Application Health Probes

Objectives

  • Describe how Kubernetes uses health probes during deployment, scaling, and failover of applications.

Kubernetes Probes

Health probes are an important part of maintaining a robust cluster. Probes enable the cluster to determine the status of an application by repeatedly probing it for a response.

A set of health probes affect a cluster's ability to do the following tasks:

  • Crash mitigation by automatically attempting to restart failing pods

  • Failover and load balancing by sending requests only to healthy pods

  • Monitoring by determining whether and when pods are failing

  • Scaling by determining when a new replica is ready to receive requests

Authoring Probe Endpoints

Application developers are expected to code health probe endpoints during application development. These endpoints determine the health and status of the application. For example, a data-driven application might report a successful health probe only if it can connect to the database.

Because the cluster calls them often, health probe endpoints should be quick to perform.
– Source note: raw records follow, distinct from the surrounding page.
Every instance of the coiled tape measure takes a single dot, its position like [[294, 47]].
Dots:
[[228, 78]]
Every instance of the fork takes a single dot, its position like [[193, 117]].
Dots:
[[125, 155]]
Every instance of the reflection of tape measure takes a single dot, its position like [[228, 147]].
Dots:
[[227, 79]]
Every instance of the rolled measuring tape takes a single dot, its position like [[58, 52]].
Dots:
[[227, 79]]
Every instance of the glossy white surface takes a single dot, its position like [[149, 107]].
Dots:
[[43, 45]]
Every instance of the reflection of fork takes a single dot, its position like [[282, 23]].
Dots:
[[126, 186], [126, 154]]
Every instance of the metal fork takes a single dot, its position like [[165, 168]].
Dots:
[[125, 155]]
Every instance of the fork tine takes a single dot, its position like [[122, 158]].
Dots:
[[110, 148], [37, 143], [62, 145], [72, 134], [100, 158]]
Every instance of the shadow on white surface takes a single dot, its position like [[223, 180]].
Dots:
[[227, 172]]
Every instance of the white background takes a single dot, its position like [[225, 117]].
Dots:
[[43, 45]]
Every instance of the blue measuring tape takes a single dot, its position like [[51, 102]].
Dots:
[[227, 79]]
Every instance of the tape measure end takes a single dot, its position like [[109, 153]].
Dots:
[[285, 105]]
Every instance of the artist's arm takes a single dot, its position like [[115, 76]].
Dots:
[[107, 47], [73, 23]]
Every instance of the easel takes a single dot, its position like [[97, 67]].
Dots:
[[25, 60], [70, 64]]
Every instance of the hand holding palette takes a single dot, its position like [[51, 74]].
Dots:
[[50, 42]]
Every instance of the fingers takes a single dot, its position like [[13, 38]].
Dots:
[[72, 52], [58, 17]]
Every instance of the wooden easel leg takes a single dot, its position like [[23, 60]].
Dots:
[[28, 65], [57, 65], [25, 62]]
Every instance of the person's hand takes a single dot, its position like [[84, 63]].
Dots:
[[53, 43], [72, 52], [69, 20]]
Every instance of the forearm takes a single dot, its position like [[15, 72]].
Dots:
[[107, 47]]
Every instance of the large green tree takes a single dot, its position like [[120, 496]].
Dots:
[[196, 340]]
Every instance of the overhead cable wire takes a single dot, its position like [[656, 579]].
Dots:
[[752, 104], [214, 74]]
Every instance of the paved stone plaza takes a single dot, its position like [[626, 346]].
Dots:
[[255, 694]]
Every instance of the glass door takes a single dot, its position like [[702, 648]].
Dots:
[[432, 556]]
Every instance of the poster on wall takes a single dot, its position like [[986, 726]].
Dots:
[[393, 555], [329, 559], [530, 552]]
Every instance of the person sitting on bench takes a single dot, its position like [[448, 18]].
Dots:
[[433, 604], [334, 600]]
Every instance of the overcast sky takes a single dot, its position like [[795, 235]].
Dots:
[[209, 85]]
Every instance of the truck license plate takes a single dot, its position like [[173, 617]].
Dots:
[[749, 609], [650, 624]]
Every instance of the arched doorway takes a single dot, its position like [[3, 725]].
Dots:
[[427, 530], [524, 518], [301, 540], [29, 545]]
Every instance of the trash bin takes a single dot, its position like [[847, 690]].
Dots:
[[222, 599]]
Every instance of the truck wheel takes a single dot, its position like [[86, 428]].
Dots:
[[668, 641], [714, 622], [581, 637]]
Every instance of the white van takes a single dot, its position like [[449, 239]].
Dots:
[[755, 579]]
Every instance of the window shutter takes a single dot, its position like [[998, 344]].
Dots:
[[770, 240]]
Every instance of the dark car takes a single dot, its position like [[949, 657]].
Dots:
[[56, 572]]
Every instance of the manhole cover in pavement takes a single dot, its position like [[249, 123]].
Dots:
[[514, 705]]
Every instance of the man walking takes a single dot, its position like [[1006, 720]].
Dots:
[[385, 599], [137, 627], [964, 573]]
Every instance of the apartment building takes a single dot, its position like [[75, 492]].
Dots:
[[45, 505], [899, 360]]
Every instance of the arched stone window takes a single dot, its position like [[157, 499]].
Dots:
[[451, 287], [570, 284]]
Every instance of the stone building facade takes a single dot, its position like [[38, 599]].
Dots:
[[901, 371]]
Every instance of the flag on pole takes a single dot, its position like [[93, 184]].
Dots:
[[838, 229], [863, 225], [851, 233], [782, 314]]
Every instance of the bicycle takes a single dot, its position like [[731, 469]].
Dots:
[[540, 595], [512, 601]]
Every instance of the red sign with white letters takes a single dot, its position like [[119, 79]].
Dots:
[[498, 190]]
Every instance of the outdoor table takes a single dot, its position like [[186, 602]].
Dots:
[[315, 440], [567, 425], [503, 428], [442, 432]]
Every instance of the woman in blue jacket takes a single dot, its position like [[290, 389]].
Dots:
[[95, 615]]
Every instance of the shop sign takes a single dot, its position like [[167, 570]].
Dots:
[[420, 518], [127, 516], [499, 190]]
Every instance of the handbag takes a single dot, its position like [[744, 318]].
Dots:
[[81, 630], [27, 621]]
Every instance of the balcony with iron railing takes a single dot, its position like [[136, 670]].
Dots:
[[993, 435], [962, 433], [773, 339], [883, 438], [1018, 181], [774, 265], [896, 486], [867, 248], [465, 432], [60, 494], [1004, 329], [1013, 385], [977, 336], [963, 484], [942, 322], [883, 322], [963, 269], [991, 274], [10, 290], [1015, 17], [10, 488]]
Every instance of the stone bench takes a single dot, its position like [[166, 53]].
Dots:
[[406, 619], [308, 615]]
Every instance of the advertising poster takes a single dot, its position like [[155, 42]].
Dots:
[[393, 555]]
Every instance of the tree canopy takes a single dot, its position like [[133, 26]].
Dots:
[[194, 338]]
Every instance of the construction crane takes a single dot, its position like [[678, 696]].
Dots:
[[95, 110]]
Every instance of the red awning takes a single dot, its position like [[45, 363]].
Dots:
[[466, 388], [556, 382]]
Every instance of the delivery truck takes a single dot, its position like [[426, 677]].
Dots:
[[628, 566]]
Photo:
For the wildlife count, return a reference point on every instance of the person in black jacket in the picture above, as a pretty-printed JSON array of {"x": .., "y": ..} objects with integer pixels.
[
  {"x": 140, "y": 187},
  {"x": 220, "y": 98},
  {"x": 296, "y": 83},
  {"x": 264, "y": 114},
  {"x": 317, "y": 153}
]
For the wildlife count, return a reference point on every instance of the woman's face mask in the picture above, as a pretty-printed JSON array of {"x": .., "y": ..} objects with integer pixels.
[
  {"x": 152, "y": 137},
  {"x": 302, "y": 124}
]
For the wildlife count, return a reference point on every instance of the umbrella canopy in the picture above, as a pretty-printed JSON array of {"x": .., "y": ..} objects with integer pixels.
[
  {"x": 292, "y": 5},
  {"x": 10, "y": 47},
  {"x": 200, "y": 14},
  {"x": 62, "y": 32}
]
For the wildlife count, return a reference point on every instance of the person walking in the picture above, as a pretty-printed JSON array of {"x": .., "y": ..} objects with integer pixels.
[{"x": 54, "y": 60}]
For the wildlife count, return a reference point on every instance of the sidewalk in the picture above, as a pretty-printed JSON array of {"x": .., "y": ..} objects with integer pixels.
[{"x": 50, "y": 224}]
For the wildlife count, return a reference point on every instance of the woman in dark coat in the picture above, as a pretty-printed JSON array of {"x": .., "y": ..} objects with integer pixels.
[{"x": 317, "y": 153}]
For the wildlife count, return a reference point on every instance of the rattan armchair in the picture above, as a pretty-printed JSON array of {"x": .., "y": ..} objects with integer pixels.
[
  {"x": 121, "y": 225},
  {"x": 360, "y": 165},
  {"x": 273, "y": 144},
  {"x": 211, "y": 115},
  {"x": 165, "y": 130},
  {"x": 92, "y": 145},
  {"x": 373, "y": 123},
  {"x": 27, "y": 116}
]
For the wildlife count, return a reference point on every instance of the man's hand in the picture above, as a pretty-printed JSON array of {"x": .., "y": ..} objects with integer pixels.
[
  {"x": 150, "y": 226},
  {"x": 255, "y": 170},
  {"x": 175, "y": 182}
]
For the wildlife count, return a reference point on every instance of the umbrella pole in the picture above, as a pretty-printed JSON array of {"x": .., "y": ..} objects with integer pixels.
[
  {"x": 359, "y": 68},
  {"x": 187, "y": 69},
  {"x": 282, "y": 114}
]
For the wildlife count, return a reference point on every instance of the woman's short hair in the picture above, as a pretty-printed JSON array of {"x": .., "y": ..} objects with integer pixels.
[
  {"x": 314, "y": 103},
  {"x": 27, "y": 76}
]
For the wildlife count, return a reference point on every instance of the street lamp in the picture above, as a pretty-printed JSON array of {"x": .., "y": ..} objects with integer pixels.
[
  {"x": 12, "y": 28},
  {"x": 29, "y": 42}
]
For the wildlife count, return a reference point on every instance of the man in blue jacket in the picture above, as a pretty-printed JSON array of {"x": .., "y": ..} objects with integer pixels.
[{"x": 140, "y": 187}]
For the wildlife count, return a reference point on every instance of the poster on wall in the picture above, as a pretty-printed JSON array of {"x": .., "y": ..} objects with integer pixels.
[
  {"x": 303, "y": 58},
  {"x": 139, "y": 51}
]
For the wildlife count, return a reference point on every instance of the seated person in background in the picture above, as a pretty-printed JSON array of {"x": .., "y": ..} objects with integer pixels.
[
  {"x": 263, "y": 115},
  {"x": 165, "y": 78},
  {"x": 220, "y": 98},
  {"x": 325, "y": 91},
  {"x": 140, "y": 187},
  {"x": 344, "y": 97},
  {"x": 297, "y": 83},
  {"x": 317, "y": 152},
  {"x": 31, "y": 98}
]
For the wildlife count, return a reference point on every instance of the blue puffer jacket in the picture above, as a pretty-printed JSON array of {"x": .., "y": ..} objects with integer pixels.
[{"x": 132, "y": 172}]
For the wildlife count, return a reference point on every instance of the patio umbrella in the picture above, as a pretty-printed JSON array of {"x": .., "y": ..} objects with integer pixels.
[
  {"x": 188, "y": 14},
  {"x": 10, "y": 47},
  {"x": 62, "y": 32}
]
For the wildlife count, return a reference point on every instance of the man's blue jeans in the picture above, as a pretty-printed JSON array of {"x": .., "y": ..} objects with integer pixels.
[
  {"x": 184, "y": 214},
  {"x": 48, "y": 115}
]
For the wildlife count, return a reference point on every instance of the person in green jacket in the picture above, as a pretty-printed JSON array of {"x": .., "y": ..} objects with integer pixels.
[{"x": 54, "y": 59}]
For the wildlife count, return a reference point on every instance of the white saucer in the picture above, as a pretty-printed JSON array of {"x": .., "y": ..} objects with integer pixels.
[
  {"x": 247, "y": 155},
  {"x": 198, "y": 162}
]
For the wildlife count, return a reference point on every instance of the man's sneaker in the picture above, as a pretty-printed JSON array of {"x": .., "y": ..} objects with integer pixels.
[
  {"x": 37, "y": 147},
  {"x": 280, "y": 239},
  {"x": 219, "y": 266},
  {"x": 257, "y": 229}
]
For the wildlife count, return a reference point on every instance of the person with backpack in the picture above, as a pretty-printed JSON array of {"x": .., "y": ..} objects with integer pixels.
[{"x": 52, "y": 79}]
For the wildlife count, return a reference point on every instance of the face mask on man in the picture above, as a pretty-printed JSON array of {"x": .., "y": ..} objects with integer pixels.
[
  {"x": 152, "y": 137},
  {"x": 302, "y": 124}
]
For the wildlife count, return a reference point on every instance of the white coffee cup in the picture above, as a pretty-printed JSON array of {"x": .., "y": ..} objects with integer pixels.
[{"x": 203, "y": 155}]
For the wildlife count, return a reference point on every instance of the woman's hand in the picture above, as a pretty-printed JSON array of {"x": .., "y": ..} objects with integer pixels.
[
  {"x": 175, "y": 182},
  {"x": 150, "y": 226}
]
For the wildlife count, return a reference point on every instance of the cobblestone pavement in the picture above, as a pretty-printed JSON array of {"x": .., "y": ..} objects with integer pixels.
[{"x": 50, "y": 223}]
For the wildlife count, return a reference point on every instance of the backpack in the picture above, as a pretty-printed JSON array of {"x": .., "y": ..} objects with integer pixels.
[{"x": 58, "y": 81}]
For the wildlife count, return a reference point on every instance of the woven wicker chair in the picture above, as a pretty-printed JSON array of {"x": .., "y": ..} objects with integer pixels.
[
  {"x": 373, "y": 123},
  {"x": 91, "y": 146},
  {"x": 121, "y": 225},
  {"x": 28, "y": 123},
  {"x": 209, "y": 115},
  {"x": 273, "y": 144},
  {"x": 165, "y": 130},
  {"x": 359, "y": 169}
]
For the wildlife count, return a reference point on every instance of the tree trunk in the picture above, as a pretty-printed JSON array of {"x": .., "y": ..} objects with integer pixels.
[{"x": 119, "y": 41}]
Endpoints should not perform complicated database queries or many network calls.

Probe Types

Kubernetes provides the following types of probes: startup, readiness, and liveness. Depending on the application, you might configure one or more of these types.

Readiness Probes

A readiness probe determines whether the application is ready to serve requests. If the readiness probe fails, then Kubernetes prevents client traffic from reaching the application by removing the pod's IP address from the service resource.

Readiness probes help to detect temporary issues that might affect your applications. For example, the application might be temporarily unavailable when it starts, because it must establish initial network connections, load files in a cache, or perform initial tasks that take time to complete. The application might occasionally need to run long batch jobs, which make it temporarily unavailable to clients.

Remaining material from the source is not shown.